Multiple reports say that the number of officers who were taken off the streets and put on desk duty this month increased from 10 to 50, however the Philadelphia Police Department has not officially confirmed this statistic.
"As we said from the onset — after saying we had taken 10 off the street – the number might grow throughout the investigation," a spokesperson for the PPD said in a statement to NBC. "We will not be commenting on anything that might compromise the ability to effectively conduct the investigation – including a statistic that is subject to change."
The Philadelphia NAACP has called for the officers to be fired after a lengthy Buzzfeed investigation reported on the findings of Philadelphia lawyer Emily Baker-White who had examined the social media accounts of about 2,900 officers around the U.S. and published them on the The Plain View Project.
The project found that about 1 in 5 active cops and 2 in 5 retired officers made public posts or comments on Facebook that displayed bias, applauded violence, scoffed at due process, or used dehumanizing language, Buzzfeed reported.

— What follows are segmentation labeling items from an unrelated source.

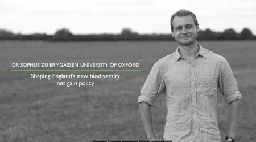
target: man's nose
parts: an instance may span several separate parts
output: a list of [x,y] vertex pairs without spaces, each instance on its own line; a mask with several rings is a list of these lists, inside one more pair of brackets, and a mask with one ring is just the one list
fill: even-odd
[[182,33],[183,34],[186,34],[187,33],[188,33],[188,31],[187,30],[187,29],[185,27],[182,28]]

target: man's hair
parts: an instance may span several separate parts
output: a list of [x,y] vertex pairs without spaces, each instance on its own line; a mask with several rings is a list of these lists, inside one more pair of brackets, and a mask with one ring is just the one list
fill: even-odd
[[172,31],[174,31],[174,25],[172,24],[172,22],[174,21],[174,18],[176,16],[181,17],[188,15],[191,15],[193,19],[194,19],[194,22],[196,26],[199,25],[197,20],[196,20],[196,15],[195,15],[195,14],[187,10],[180,10],[176,12],[175,14],[172,14],[172,17],[171,18],[171,28],[172,30]]

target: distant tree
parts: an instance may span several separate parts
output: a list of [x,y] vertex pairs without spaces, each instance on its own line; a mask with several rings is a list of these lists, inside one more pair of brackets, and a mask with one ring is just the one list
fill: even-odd
[[238,35],[236,31],[230,28],[226,29],[218,37],[218,40],[233,40],[238,38]]
[[216,35],[209,29],[204,31],[201,36],[201,39],[204,40],[215,40],[217,38]]
[[0,29],[0,38],[1,39],[11,39],[15,37],[15,35],[11,31],[7,29]]
[[123,28],[122,29],[121,35],[123,36],[132,36],[133,35],[136,35],[137,33],[133,32],[131,29],[130,28]]
[[254,36],[250,29],[244,28],[241,32],[239,38],[241,40],[251,40],[254,38]]
[[73,36],[73,34],[68,29],[63,28],[57,30],[53,35],[53,38],[68,37]]

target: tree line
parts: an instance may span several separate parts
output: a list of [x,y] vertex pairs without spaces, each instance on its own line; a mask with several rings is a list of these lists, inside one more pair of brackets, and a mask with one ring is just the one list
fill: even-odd
[[[248,28],[244,28],[241,33],[233,29],[228,29],[223,32],[216,32],[207,29],[197,33],[199,40],[255,40]],[[68,29],[57,30],[55,34],[34,33],[29,35],[15,34],[9,30],[0,29],[0,40],[44,40],[49,41],[171,41],[175,40],[171,34],[139,34],[130,28],[123,28],[119,34],[73,35]]]

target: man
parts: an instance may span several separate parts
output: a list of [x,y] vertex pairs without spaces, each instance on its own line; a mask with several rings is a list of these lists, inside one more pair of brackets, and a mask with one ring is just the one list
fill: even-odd
[[148,140],[163,140],[155,136],[150,109],[163,93],[168,109],[164,140],[220,142],[218,87],[230,107],[227,137],[221,141],[234,141],[241,96],[229,64],[197,43],[199,25],[193,13],[179,10],[172,15],[171,27],[179,47],[155,63],[138,101]]

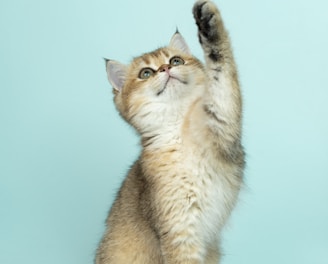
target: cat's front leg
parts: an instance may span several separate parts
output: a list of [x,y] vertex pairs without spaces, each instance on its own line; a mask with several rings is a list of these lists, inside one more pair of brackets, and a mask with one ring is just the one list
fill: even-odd
[[239,144],[242,102],[230,39],[212,1],[197,1],[193,14],[209,77],[203,105],[208,126],[224,156],[235,156],[236,151],[242,153]]

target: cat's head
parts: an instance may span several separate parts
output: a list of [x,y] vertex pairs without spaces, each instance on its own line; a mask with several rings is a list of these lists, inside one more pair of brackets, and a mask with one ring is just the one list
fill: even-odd
[[117,109],[140,133],[179,122],[200,98],[206,80],[203,65],[178,32],[167,47],[137,57],[130,65],[106,60],[106,70]]

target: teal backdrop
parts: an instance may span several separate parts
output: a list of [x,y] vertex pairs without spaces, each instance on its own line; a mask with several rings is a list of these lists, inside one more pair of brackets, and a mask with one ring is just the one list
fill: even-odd
[[[327,264],[327,1],[215,2],[239,67],[248,154],[223,263]],[[193,3],[1,0],[1,264],[92,263],[140,150],[103,57],[128,63],[178,27],[202,58]]]

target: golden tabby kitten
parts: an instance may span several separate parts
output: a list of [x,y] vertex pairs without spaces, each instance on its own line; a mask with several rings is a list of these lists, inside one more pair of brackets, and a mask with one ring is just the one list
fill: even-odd
[[242,185],[242,103],[218,9],[200,0],[193,14],[205,65],[178,32],[129,66],[106,61],[116,107],[143,148],[109,213],[97,264],[219,263],[220,232]]

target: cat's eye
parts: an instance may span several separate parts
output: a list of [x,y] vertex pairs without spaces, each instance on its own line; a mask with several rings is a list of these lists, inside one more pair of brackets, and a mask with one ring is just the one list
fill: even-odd
[[173,57],[172,59],[170,59],[170,64],[172,66],[178,66],[178,65],[183,65],[184,64],[184,60],[181,59],[178,56]]
[[150,76],[152,76],[155,73],[155,71],[151,68],[143,68],[139,72],[139,78],[140,79],[148,79]]

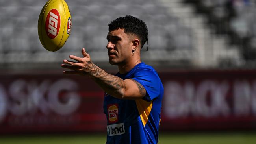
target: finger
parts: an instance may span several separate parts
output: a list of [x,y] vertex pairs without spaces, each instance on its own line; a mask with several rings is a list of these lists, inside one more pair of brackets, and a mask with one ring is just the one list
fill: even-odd
[[77,57],[76,56],[73,55],[69,55],[69,58],[73,59],[74,60],[76,60],[77,61],[81,61],[81,58],[79,57]]
[[77,70],[78,69],[81,69],[82,68],[81,66],[79,65],[76,65],[75,66],[72,66],[72,65],[66,65],[62,64],[61,65],[61,67],[63,68],[68,68],[70,70]]
[[76,62],[74,62],[73,61],[70,61],[67,60],[67,59],[64,59],[63,60],[63,62],[64,63],[66,63],[67,64],[69,64],[70,65],[71,65],[72,66],[76,66],[76,65],[78,65],[78,63]]
[[63,73],[64,74],[80,74],[80,72],[76,71],[76,70],[70,70],[70,71],[63,71]]
[[82,48],[82,53],[84,57],[90,57],[90,55],[85,52],[85,50],[84,48]]

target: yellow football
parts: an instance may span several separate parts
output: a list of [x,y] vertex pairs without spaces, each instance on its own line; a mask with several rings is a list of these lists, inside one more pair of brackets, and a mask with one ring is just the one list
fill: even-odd
[[59,50],[67,40],[71,25],[67,3],[64,0],[49,0],[38,19],[37,30],[42,45],[49,51]]

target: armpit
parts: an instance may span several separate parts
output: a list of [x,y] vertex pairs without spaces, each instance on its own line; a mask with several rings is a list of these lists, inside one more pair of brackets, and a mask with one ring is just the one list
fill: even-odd
[[132,79],[130,79],[133,81],[137,85],[137,87],[138,87],[138,88],[139,89],[139,92],[140,94],[143,96],[145,96],[146,95],[146,92],[144,87],[135,80]]

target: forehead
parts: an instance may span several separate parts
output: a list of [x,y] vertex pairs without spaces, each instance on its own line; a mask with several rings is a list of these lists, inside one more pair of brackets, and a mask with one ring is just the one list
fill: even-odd
[[115,36],[118,36],[120,38],[124,38],[128,37],[128,35],[124,33],[124,29],[119,28],[117,30],[109,31],[107,38]]

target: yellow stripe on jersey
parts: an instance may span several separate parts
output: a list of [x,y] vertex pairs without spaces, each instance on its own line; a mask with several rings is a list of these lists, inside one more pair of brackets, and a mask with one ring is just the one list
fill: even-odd
[[145,127],[146,124],[148,121],[148,117],[152,109],[153,101],[148,102],[142,99],[136,100],[135,101],[139,116]]

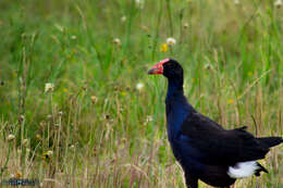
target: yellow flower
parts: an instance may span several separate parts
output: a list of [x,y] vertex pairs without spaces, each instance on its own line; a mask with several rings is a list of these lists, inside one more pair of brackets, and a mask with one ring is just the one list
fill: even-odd
[[168,43],[161,45],[160,51],[161,52],[167,52],[168,51]]
[[234,103],[234,100],[233,100],[233,99],[229,99],[229,100],[227,100],[227,103],[229,103],[229,104],[233,104],[233,103]]

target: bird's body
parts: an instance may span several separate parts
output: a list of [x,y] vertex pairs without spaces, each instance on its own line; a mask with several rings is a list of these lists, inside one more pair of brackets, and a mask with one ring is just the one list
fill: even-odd
[[211,186],[227,187],[237,178],[267,172],[256,161],[263,159],[269,148],[281,143],[281,137],[255,138],[246,127],[224,129],[187,102],[183,92],[183,68],[176,61],[167,59],[152,70],[157,68],[169,80],[168,138],[185,173],[187,187],[197,188],[198,179]]

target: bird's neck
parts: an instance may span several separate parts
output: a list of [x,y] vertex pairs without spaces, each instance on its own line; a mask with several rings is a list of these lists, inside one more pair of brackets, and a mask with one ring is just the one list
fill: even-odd
[[168,79],[167,101],[174,96],[184,96],[183,79]]

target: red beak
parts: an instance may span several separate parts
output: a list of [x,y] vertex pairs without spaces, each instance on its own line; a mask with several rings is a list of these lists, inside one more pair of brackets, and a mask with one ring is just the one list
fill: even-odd
[[168,62],[170,59],[165,59],[156,65],[153,65],[147,73],[148,74],[163,74],[163,64]]

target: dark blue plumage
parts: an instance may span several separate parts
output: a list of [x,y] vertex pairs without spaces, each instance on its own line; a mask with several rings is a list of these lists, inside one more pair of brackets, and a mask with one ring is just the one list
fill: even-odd
[[163,74],[168,78],[168,138],[187,187],[197,188],[198,179],[227,187],[236,178],[267,172],[256,160],[263,159],[269,148],[281,143],[281,137],[255,138],[246,127],[226,130],[199,114],[184,96],[183,68],[174,60],[161,61],[148,74]]

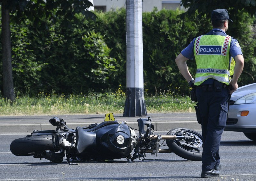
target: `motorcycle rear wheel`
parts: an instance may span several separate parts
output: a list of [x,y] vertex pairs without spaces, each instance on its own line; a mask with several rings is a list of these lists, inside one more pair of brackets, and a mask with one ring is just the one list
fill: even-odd
[[172,129],[167,135],[184,135],[180,130],[184,131],[194,137],[191,141],[184,140],[166,140],[169,148],[175,154],[185,159],[192,161],[200,161],[203,153],[203,136],[201,134],[187,128],[176,128]]
[[51,135],[30,136],[13,140],[10,145],[11,151],[16,156],[39,154],[45,150],[54,150]]

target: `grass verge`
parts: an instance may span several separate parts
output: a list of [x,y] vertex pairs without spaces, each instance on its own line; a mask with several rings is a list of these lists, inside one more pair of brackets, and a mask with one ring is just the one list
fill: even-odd
[[[40,93],[37,96],[17,96],[13,102],[0,99],[0,115],[30,115],[122,113],[125,94],[120,90],[115,93],[91,93],[88,95]],[[159,94],[144,96],[148,113],[194,112],[194,102],[188,96]]]

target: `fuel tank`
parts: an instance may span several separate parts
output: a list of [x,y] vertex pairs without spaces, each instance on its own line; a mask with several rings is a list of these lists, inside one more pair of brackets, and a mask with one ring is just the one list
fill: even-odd
[[131,130],[126,124],[109,124],[93,132],[96,134],[97,151],[101,154],[113,158],[130,155],[134,144]]

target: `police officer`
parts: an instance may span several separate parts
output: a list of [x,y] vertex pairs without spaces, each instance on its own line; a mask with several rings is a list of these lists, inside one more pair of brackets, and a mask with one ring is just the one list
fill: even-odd
[[[194,39],[175,60],[182,76],[188,82],[196,86],[196,98],[200,113],[197,117],[198,121],[201,121],[204,143],[202,177],[220,175],[221,165],[219,150],[226,126],[229,94],[238,87],[237,80],[244,62],[237,40],[225,33],[229,21],[232,21],[228,11],[213,10],[211,18],[213,29]],[[188,60],[194,58],[197,67],[195,80],[186,63]],[[236,63],[231,80],[230,72],[233,58]],[[233,90],[229,89],[230,85]]]

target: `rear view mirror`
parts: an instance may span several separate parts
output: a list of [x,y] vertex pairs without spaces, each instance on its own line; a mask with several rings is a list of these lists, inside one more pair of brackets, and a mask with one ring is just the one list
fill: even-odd
[[59,118],[52,118],[49,120],[49,122],[52,126],[54,126],[62,127],[63,126],[63,119]]

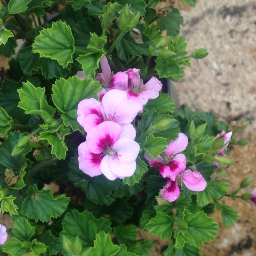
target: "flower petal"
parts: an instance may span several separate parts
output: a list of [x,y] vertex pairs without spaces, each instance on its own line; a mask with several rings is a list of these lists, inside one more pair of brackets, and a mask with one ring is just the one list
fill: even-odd
[[160,191],[163,198],[169,202],[175,201],[180,196],[180,189],[177,180],[169,179],[166,186]]
[[131,124],[121,124],[120,125],[123,129],[120,134],[120,139],[127,138],[134,140],[136,137],[136,130]]
[[201,173],[197,171],[192,172],[190,170],[187,170],[180,175],[186,186],[193,191],[202,191],[207,185]]
[[104,155],[93,153],[89,150],[86,141],[81,143],[78,149],[79,169],[91,177],[101,174],[100,163]]
[[169,157],[180,153],[187,147],[188,138],[186,135],[182,132],[179,134],[179,137],[175,140],[172,141],[168,144],[167,152]]
[[77,106],[78,123],[88,132],[92,128],[105,120],[101,104],[95,99],[86,99]]
[[156,77],[152,76],[140,90],[140,93],[146,95],[149,99],[155,99],[159,96],[162,89],[162,83]]
[[100,154],[107,148],[112,147],[122,131],[121,126],[114,122],[102,123],[87,133],[86,139],[88,147],[93,153]]
[[142,108],[139,102],[128,100],[125,92],[117,89],[107,93],[102,98],[102,104],[108,120],[119,124],[132,122]]
[[122,91],[126,90],[128,87],[128,75],[124,72],[118,72],[111,77],[107,89],[117,89]]

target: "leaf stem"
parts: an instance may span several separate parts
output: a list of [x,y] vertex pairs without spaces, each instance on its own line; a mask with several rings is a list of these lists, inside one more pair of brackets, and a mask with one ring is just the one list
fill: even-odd
[[113,44],[111,45],[109,49],[107,52],[107,53],[106,55],[109,55],[114,50],[114,48],[115,47],[116,45],[119,42],[119,41],[122,39],[122,38],[125,35],[125,32],[121,32],[121,33],[119,34],[119,35],[116,38],[115,42],[113,43]]

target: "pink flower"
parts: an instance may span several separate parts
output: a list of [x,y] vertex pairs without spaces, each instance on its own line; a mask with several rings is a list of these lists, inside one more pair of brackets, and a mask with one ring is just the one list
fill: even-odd
[[[206,187],[207,183],[202,174],[196,171],[192,172],[187,170],[177,175],[177,179],[180,178],[185,186],[193,191],[202,191]],[[166,186],[160,191],[163,198],[173,202],[180,196],[180,189],[177,179],[172,181],[169,179]]]
[[256,205],[256,188],[253,190],[252,193],[252,195],[253,195],[252,197],[250,198],[249,200]]
[[77,120],[88,132],[105,121],[111,121],[121,126],[130,124],[142,108],[139,102],[128,99],[125,92],[114,89],[104,95],[101,102],[93,98],[80,101]]
[[79,168],[91,177],[103,173],[110,180],[132,176],[140,146],[123,132],[120,125],[109,121],[93,128],[78,147]]
[[129,76],[128,89],[126,91],[128,99],[137,100],[145,105],[149,99],[155,99],[159,96],[162,89],[162,83],[155,76],[152,76],[145,84],[140,79],[139,69],[132,69],[126,72]]
[[187,144],[187,137],[181,132],[175,140],[168,144],[167,149],[158,156],[158,159],[151,157],[146,153],[144,156],[151,166],[158,168],[164,178],[169,178],[174,181],[178,174],[186,168],[186,157],[178,153],[185,150]]
[[117,89],[124,90],[128,86],[128,76],[124,72],[119,72],[111,78],[111,71],[105,56],[100,60],[102,73],[98,73],[96,80],[99,81],[103,87],[108,90]]
[[4,244],[6,242],[8,237],[6,227],[3,225],[0,224],[0,245]]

In Philadelphia, Baker-White found that out of about 6,600 officers in the city's police department, 1,073 had been identified on Facebook. And of those who could be identified, one third had made troubling posts or comments.
Last week, the Inquirer reported that, after the NAACP called for an investigation, 10 officers were placed on desk duty who exhibited explicit bias on social media.
Philadelphia Police Commissioner Richard Ross said the entire force would undergo anti-bias training. An unnamed law firm will be conducting an independent investigation of the Facebook posts and comments.
The Philadelphia chapter of the Fraternal Order of Police has called the investigation "overly-broad."